Die Absperrungen und das nicht mehr benötigte Baumaterial. „Der Gehweg von Baesweiler kommend rechts in die Luisenstraße wird dann aber noch nicht fertig sein“, sagte Meyer weiter. Hier waren neue Versorgungsleitungen verlegt worden.

Die Teilfreigabe – also der Rechtsabbiegespuren von Schaufenberg kommend auf den Ring und vom Ring in die Luisenstraße Richtung Schaufenberg – war wie angekündigt in der vergangenen Woche erfolgt. Allerdings auch nicht optimal. Für Fußgänger gibt es nämlich nur eine Ampel über den Kurt-Koblitz-Ring, aber keine über die Luisenstraße, wo nun auf Schaufenberger Seite aus zwei Richtungen Autos kommen können. Autofahrer werden lediglich mit einem Verkehrsschild auf querende Fußgänger hingewiesen.

Und während der Asphaltierungsarbeiten hätte die Fußgängerquerung nebst Ampel ein Stück von der Kreuzung weg verlegt werden können. So mussten Bauarbeiter während der laufenden Arbeiten auf Fußgänger achten und diese liefen Gefahr, sich auf dem heißen Asphalt ihre Schuhsohlen zu versauen.

Aber das sind nur Probleme im kosmetischen Bereich, wenn man die vorangegangen Mängel bedenkt.

Anfang März war mit dem Umbau begonnen worden. Der Termin für die Fertigstellung der Kreuzung war mehrfach nach hinten geschoben worden. Nicht nur zum Leidwesen der Autofahrer, sondern auch des umliegenden Einzelhandels und der Gastronomie. Und hatte man zu Beginn der Baumaßnahme noch die Hoffnung, zum Europafest wieder die Alsdorfer Innenstadt wie gewohnt erreichen und verlassen zu können, wurde man enttäuscht.

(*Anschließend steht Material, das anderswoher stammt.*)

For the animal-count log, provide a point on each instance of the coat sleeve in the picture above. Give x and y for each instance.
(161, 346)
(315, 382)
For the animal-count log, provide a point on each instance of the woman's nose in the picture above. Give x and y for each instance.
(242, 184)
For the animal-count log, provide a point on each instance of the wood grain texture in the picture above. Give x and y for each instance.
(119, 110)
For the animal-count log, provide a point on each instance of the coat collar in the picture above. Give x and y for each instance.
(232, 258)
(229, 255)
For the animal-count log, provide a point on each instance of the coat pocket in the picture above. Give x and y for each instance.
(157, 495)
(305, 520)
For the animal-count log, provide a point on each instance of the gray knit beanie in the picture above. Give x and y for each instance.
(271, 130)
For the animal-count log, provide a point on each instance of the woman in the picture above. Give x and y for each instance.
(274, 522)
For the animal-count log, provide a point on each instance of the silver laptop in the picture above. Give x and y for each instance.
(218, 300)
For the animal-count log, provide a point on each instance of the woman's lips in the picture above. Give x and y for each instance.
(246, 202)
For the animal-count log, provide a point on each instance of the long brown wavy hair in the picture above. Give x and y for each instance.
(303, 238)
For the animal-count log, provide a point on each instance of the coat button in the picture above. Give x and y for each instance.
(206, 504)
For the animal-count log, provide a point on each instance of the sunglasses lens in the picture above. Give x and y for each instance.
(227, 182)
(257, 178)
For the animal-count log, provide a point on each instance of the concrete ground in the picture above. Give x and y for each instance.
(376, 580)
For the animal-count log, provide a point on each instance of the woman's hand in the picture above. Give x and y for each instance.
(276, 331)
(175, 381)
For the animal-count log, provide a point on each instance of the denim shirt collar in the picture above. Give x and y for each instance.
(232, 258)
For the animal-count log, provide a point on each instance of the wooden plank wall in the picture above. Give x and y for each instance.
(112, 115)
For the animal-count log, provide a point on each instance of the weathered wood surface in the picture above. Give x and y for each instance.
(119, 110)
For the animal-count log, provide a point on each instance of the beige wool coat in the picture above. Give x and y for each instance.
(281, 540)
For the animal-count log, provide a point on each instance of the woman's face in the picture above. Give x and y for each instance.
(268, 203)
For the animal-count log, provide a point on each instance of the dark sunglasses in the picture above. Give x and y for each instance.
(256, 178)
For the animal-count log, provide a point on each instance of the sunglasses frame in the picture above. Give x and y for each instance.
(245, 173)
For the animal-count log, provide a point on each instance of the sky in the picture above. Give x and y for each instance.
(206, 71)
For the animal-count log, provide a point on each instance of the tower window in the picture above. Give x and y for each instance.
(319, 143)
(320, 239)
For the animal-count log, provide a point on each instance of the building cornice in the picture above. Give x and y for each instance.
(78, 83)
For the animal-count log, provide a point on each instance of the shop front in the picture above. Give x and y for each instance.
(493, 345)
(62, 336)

Über lange Phasen waren nur wenige Bauarbeiter im Einsatz, nur zu den Asphaltierungsarbeiten erhöhte sich die Zahl deutlich. Dazu kamen Verzögerungen durch zusätzliche Versorgungsleitungen.

Hintergrund des Umbaus ist die Unfallhäufung an dieser Stelle, vor allem bei Linksabbiegern im Gegenverkehr. Künftig hat die Kreuzung zusätzliche Abbiegespuren und die Ampeln sollen so geschaltet werden, dass Linksabbieger freie Fahrt haben. Auch Fußgänger sollen während dieser Grünphase nicht mehr queren.

1,3 Millionen Euro wird die Erweiterung voraussichtlich kosten.